En 1938, habitant toujours Oilly-le-Vicomte, Abram Lubeslki est propriétaire d’une auto, « sujet polonais » comme l’indique le journal Ouest-Eclair (12/04/1938) : il a un accident à Lisieux avec une motocyclette, heureusement sans dégâts corporels.

Le 14 juin 1940, l’armée allemande d’occupation entre dans Paris, vidé des deux tiers de sa population. La ville cesse alors d’être la capitale du pays et devient le siège du commandement militaire allemand en France. Toute la Basse Normandie est occupée le 19 juin. Les troupes de la Wehrmacht arrivant de Falaise occupent Caen le mardi 20 juin 1940. La Feldkommandantur 723 s’installe à l’hôtel Malherbe, place Foch. Le 10 juillet 1940 le maréchal Pétain, investi des pleins pouvoirs par l’Assemblée nationale, abolit la République et s’octroie le lendemain le titre de « chef de l’Etat français ». Il lance la « révolution nationale » en rupture avec nombre de principes républicains (confusion des pouvoirs législatifs et exécutifs ; rejet du multipartisme, suppression des syndicats et du droit de grève, antisémitisme d’état…). En août huit divisions d’infanterie allemande – qu’il faut nourrir et loger – cantonnent dans la région. L’heure allemande remplace l’heure française.

A la suite de la première ordonnance allemande prescrivant le recensement des Juifs en zone occupée, un fichier des Juifs est établi dans chaque préfecture et un premier « Statut des Juifs » est édicté le 3 octobre 1940 par le gouvernement de Vichy. Il est beaucoup plus draconien que l’ordonnance allemande (pour les Allemands, le Juif est défini par son appartenance à une religion, pour Vichy par son appartenance à une race). Les Juifs de nationalité française perdent, par ce décret du gouvernement de Vichy, leur statut de citoyens à part entière : à partir du 3 octobre 1940, la police française fait appliquer les ordonnances allemandes concernant l’obligation pour les Juifs de zone occupée d’avoir une carte d’identité portant la mention « Juif » : ils doivent se faire recenser dans les commissariats proches de leur domicile.

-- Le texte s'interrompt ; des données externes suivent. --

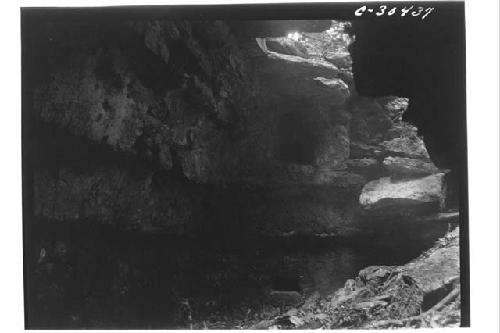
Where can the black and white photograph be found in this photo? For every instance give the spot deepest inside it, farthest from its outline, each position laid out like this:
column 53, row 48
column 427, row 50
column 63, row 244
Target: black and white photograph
column 246, row 166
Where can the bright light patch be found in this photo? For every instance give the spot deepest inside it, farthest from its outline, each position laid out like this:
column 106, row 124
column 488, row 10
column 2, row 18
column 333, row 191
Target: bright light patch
column 294, row 35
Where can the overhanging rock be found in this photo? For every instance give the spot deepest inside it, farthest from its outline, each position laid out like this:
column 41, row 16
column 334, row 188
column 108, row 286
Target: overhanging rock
column 427, row 192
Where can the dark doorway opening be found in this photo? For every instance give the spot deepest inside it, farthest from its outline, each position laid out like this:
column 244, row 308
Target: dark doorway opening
column 297, row 139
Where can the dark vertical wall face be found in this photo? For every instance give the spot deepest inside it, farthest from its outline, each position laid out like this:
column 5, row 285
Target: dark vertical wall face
column 425, row 61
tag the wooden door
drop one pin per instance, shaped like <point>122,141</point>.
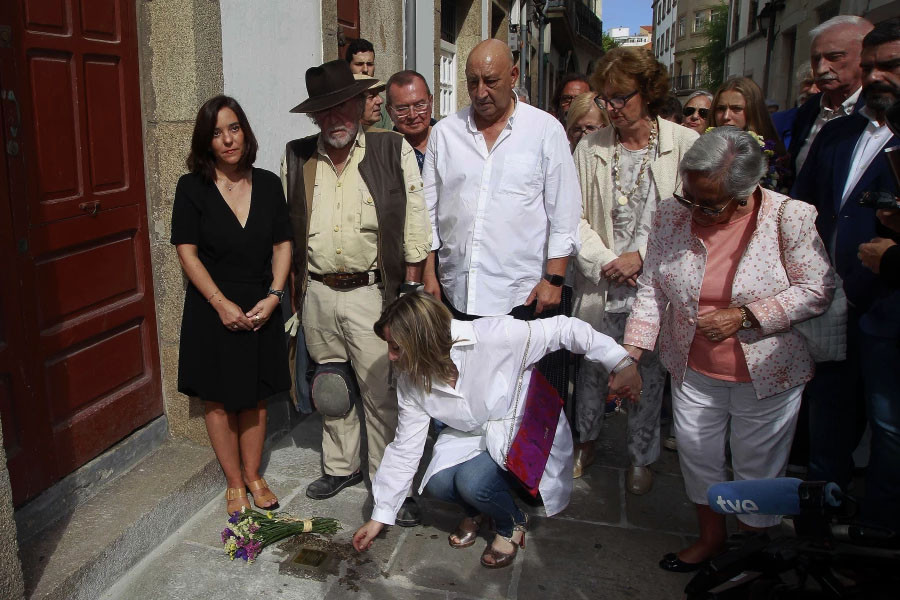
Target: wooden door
<point>348,23</point>
<point>82,331</point>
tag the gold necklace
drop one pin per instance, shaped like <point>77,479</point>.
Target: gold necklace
<point>624,196</point>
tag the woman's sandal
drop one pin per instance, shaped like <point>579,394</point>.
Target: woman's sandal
<point>261,493</point>
<point>465,537</point>
<point>501,559</point>
<point>232,495</point>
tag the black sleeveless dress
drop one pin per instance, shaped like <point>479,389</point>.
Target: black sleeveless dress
<point>236,368</point>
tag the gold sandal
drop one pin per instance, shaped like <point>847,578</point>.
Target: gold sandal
<point>261,497</point>
<point>465,537</point>
<point>233,494</point>
<point>502,559</point>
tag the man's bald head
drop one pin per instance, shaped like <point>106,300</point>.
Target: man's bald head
<point>491,75</point>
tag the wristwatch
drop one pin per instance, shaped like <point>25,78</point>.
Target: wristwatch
<point>555,280</point>
<point>623,364</point>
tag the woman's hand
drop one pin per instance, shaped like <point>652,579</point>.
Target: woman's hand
<point>720,324</point>
<point>365,535</point>
<point>623,268</point>
<point>231,315</point>
<point>263,310</point>
<point>626,383</point>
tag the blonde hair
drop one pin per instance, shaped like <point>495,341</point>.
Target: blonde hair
<point>582,105</point>
<point>420,326</point>
<point>620,66</point>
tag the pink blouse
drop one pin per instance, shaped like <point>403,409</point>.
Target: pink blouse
<point>725,243</point>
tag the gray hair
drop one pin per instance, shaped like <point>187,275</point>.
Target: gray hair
<point>730,156</point>
<point>522,94</point>
<point>699,93</point>
<point>858,22</point>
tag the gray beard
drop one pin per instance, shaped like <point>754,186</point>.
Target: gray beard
<point>337,143</point>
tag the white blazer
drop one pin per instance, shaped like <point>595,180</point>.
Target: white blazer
<point>488,353</point>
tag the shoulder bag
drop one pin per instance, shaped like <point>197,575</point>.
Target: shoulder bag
<point>826,334</point>
<point>527,453</point>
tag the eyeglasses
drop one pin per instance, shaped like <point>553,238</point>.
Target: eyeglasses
<point>419,108</point>
<point>617,102</point>
<point>689,110</point>
<point>585,130</point>
<point>710,212</point>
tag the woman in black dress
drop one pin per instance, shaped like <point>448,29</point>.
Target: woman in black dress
<point>231,230</point>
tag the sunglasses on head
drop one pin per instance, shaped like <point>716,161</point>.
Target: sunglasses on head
<point>689,110</point>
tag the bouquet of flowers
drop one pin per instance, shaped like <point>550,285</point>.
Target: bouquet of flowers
<point>250,531</point>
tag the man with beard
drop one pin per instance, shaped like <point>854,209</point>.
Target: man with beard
<point>834,59</point>
<point>361,235</point>
<point>847,160</point>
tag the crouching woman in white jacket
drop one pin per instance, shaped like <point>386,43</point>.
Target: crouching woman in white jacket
<point>465,375</point>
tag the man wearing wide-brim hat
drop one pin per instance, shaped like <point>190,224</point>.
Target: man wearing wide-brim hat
<point>361,236</point>
<point>372,111</point>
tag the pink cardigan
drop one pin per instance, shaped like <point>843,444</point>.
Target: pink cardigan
<point>669,292</point>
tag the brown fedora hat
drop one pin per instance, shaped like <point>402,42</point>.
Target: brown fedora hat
<point>329,85</point>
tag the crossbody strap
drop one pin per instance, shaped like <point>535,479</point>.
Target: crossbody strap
<point>512,422</point>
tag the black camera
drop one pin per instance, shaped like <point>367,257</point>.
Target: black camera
<point>878,200</point>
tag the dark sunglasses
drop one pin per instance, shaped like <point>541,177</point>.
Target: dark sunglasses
<point>710,212</point>
<point>689,110</point>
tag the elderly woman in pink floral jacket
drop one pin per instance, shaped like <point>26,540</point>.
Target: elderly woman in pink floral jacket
<point>721,297</point>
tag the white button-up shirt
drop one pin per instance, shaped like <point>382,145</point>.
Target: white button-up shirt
<point>499,214</point>
<point>488,355</point>
<point>825,114</point>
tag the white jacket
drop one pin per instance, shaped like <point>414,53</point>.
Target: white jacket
<point>488,354</point>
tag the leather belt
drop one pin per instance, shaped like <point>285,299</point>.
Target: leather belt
<point>347,281</point>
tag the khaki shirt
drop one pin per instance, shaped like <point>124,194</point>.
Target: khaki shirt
<point>343,231</point>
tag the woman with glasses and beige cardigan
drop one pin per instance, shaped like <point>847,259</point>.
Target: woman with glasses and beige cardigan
<point>625,170</point>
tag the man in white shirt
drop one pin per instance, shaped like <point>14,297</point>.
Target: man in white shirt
<point>846,161</point>
<point>834,57</point>
<point>504,199</point>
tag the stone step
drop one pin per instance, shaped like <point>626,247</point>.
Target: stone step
<point>83,553</point>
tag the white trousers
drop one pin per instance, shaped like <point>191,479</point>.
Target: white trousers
<point>761,434</point>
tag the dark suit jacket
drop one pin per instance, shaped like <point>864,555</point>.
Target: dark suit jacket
<point>821,183</point>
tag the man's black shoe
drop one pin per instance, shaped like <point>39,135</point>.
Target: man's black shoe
<point>327,486</point>
<point>409,514</point>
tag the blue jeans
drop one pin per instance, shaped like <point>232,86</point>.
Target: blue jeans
<point>478,485</point>
<point>836,412</point>
<point>880,366</point>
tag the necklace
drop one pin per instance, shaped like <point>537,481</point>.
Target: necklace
<point>625,197</point>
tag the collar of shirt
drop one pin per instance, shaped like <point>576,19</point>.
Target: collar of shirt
<point>473,128</point>
<point>843,110</point>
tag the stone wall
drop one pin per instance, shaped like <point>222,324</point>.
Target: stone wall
<point>180,46</point>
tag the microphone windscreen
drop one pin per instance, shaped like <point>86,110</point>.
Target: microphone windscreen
<point>756,496</point>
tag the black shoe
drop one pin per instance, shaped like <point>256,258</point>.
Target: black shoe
<point>409,514</point>
<point>327,486</point>
<point>671,562</point>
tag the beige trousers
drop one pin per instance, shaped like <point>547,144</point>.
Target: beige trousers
<point>338,328</point>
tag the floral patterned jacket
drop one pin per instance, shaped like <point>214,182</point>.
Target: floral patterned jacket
<point>777,292</point>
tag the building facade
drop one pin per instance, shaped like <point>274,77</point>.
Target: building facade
<point>786,43</point>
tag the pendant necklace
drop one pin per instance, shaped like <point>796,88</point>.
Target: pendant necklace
<point>624,196</point>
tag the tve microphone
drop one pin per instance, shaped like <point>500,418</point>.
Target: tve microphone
<point>763,496</point>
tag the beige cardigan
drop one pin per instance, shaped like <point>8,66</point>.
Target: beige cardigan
<point>593,158</point>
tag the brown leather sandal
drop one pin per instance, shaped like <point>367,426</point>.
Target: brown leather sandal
<point>465,537</point>
<point>232,495</point>
<point>502,559</point>
<point>261,493</point>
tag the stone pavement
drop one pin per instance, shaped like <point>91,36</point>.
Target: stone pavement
<point>604,545</point>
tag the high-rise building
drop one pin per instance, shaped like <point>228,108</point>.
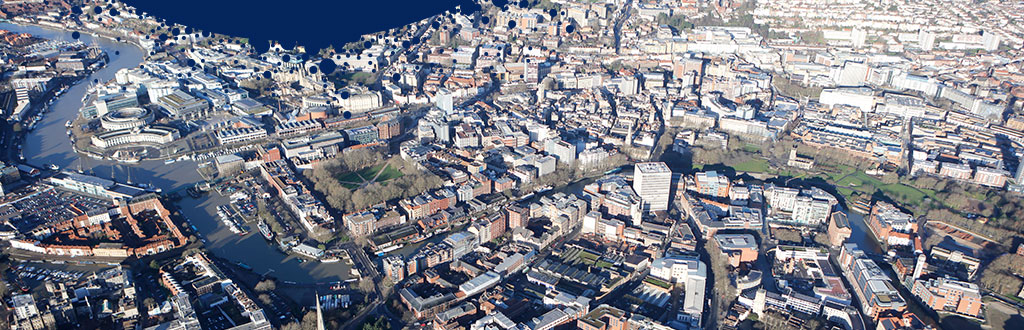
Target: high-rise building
<point>652,182</point>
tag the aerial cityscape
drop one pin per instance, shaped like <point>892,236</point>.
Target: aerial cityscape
<point>517,165</point>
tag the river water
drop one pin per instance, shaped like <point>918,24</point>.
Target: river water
<point>48,143</point>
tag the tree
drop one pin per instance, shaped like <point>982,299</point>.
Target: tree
<point>367,285</point>
<point>721,274</point>
<point>266,285</point>
<point>378,324</point>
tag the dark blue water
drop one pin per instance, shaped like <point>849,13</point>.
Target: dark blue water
<point>313,24</point>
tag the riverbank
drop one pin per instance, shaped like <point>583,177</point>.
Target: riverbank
<point>48,145</point>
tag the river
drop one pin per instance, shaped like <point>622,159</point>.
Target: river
<point>48,143</point>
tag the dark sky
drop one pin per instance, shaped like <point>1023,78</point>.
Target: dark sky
<point>311,24</point>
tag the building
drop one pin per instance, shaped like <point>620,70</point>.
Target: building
<point>692,274</point>
<point>180,105</point>
<point>712,183</point>
<point>839,229</point>
<point>232,135</point>
<point>652,182</point>
<point>738,247</point>
<point>949,295</point>
<point>877,293</point>
<point>893,227</point>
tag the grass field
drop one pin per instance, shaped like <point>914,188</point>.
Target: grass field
<point>754,166</point>
<point>383,172</point>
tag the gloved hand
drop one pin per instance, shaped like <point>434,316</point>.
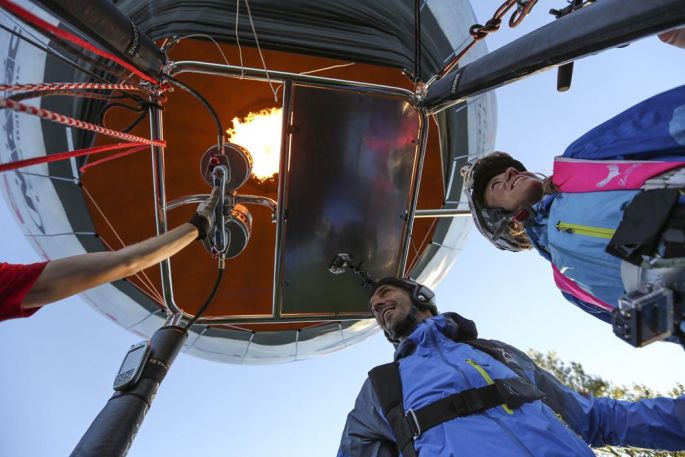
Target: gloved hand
<point>204,216</point>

Des témoignages recueillis en 1992, par le maire d’Ouilly M. Descours Desacres disent Abram Lubelski marié, tenant un « petit commerce ambulant de vêtements et de chapeaux« . « Au bout de quelques mois après son installation, des hommes en voiture sont venus l’arrêter, et son épouse le fut ultérieurement».
Abraham Lubelski est arrêté comme otage juif le premier mai 1942 (lire l’article du site en cliquant sur ce lien) dans la nuit à son domicile d’Ouilly par la gendarmerie française. Sur le document de la préfecture, il est indiqué « ex-forain ».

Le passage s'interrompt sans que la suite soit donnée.